First heritage railway doctorate awarded


By Howard Smith

07 October 2021

The University of Birmingham presents the first doctorate into the study of heritage railways.

The first doctorate into the study of heritage railways has been awarded to Robin Coombes following research undertaken at the University of Birmingham’s Centre for Rail Research and Education. Sponsored by the Office of Rail and Road (ORR) and the Heritage Railway Association (HRA), the study focussed on the sustainability and governance of heritage railways and is a landmark in the study of social history.

Railway PhD

The sustainability of heritage railways in the rapidly changing times of the 21st century is a subject that has never been investigated in such depth.
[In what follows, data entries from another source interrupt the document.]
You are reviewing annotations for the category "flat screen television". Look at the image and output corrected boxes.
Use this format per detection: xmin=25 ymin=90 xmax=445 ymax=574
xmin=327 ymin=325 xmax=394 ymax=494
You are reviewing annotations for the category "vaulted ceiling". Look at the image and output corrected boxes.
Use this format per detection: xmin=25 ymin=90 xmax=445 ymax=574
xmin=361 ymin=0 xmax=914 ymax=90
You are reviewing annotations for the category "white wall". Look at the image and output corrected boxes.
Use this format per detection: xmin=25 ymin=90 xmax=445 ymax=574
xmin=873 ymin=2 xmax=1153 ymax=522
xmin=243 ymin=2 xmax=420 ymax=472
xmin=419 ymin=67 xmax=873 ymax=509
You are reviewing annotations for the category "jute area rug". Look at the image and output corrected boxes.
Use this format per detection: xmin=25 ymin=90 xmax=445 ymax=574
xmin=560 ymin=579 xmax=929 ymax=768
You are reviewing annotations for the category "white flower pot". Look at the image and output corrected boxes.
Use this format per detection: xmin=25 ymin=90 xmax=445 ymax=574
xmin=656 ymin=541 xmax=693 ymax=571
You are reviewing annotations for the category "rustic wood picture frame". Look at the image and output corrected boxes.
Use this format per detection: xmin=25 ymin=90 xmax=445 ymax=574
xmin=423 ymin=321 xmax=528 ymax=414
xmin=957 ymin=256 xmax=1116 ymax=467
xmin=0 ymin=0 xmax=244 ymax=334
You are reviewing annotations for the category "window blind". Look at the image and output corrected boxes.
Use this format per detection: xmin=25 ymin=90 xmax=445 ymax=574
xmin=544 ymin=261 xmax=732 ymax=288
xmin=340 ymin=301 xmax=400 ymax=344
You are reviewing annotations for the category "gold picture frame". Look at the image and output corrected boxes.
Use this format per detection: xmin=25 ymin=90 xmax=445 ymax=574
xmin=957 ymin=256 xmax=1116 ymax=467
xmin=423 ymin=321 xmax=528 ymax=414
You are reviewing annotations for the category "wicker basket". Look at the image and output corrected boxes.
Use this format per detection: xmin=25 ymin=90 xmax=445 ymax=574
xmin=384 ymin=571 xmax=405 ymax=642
This pioneering study demonstrates that there is no fundamental reason – operationally, politically, technically, financially - why heritage railways cannot be sustainable well into the foreseeable future. However, the sector is facing ever greater challenges from changes in society generally and in particular, the need for renewal as people, infrastructure and assets become older and decline. 

Observations from the study, including the age profiles and rates of repairs and restorations, shows that over the next ten years the heritage railway sector needs to find and appoint more than 700 new Directors; recruit more than 10,000 volunteers; fund and undertake major overhauls of 300 steam locomotives and 1,000 coaches; relay at least 100 miles of track and manage the day-to-day upkeep of all assets and infrastructure. It has to stay relevant and attractive to the millions of visitors who visit each year. Although this is not a new task, one that has been repeatedly achieved over 70 years, it gets harder each time.  
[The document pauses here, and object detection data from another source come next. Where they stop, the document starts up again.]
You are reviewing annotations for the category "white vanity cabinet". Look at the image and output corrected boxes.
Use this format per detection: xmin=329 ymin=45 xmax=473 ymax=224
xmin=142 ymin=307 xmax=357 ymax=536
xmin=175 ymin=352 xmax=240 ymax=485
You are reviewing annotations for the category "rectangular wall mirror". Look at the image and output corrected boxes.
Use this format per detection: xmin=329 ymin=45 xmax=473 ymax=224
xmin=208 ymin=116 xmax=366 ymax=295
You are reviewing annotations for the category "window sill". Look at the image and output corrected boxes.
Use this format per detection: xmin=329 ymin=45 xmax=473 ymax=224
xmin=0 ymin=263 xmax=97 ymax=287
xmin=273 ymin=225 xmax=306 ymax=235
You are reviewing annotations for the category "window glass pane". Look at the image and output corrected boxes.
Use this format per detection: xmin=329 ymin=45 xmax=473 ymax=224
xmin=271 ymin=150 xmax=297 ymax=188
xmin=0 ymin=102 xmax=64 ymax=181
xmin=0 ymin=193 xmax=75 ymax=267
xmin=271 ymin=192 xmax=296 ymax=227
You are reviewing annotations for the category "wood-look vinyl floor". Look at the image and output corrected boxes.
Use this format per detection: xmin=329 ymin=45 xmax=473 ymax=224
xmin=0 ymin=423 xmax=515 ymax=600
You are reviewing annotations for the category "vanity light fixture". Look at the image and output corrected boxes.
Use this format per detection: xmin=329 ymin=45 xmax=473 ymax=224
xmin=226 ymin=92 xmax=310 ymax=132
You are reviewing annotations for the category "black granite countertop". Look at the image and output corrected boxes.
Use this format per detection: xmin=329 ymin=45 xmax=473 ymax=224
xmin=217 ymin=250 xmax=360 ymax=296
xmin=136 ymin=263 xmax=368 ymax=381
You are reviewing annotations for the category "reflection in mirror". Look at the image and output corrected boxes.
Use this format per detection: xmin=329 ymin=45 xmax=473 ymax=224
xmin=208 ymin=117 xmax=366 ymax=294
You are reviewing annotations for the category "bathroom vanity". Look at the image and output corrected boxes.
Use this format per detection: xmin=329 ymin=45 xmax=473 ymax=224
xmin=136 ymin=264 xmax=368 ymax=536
Robin Coombes, who carried out extensive research over a period of 5 years, commented, “the story of heritage railways has shown that the art of the impossible is possible. Good governance is incredibly important, particularly for their safe operation, but their social capital, the goodwill of their volunteers, members and supporters, is even more important for their sustainability. I am optimistic, if the ingenuity, inventiveness and pioneering tradition they possess amongst their volunteers and supporters is fully engaged, they will not lose what they cherish and hold so dear. If there is a problem, it is not the quality of the next generation – I have met many younger than I who are eager and more than equal to the challenge. The question is, have we found enough of them and can the current leadership inspire and engage them?”. 

Railway PhD

Professor Clive Roberts, Head of the University of Birmingham’s Centre for Rail Research and Education explained, “the study is important for heritage railways as it recognises their maturity and distinctiveness as a sector and identifies potential risk”.

The research represents a source of knowledge and has perhaps most importantly, helped inform the rail regulator’s (Office of Rail and Road - ORR) development of a heritage rail version of its Risk Management Maturity Model (RM3) for the wider rail industry, setting out the 12 Tablets of Governance.

Ian Skinner, Assistant Chief Inspector of Railways at the ORR commented, “The evidence from the research helped me consider the leadership and governance challenge on heritage railways. I see increasing realisation within the sector that it needs to be addressed. Thanks to the research there is now in place a practical tool to help heritage railways navigate a post-pandemic world of challenge and uncertainty.”

Mark Smith, a Director of the Heritage Railway Association said, “The research has the potential to be very useful to heritage railways”.